El estrés se ha convertido en un desafío constante para muchas familias. Una forma efectiva y gratificante de combatirlo es a través del ejercicio en familia. No solo fortalece el cuerpo y mejora la salud física, sino que también sirve como una herramienta poderosa para manejar el estrés y fortalecer los lazos familiares.

El ejercicio regular tiene un impacto positivo en la salud mental, al liberar endorfinas, conocidas como las «hormonas de la felicidad», que mejoran el estado de ánimo y reducen la sensación de estrés. De acuerdo con la Asociación Americana de Psicología, la actividad física puede ser una intervención efectiva para reducir la ansiedad y la depresión.

Hacer ejercicio en familia no solo contribuye al bienestar emocional de los adultos, sino que también ofrece beneficios significativos para los niños. Según la Organización Mundial de la Salud (OMS), los niños y adolescentes que participan en actividades físicas regulares muestran una mayor autoestima, mejor rendimiento académico y habilidades sociales más desarrolladas. Además, se ha demostrado que el ejercicio en grupo, como el que se realiza en familia, puede fomentar el sentido de pertenencia y apoyo social, lo que es crucial para combatir el estrés.

El ejercicio en familia también ofrece una oportunidad invaluable para desconectar de las distracciones digitales y conectar con la naturaleza.

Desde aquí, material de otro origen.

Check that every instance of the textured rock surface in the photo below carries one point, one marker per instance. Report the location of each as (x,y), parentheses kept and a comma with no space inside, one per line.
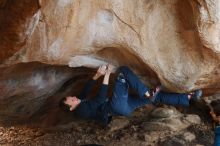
(28,90)
(174,39)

Pasar tiempo al aire libre, especialmente en entornos naturales, puede reducir significativamente los niveles de cortisol, la hormona del estrés, y mejorar el bienestar mental. Ya sea salir a caminar, montar en bicicleta, practicar deportes o simplemente jugar en el parque, estas actividades no solo mejoran la salud física, sino que también ayudan a construir recuerdos compartidos y a fortalecer las relaciones familiares.

Además, integrar el ejercicio en la rutina familiar puede establecer hábitos saludables que los niños llevarán consigo a lo largo de sus vidas. Ser activos reduce su riesgo de desarrollar enfermedades relacionadas con el estrés, como la obesidad y problemas cardiovasculares.

El ejercicio en familia es una herramienta poderosa no solo para mantenernos físicamente en forma, sino también para protegernos del estrés, mejorar nuestra salud mental y fortalecer los lazos familiares. Al convertir el ejercicio en una actividad compartida, no solo estamos invirtiendo en nuestra salud, sino también en la felicidad y bienestar de toda la familia.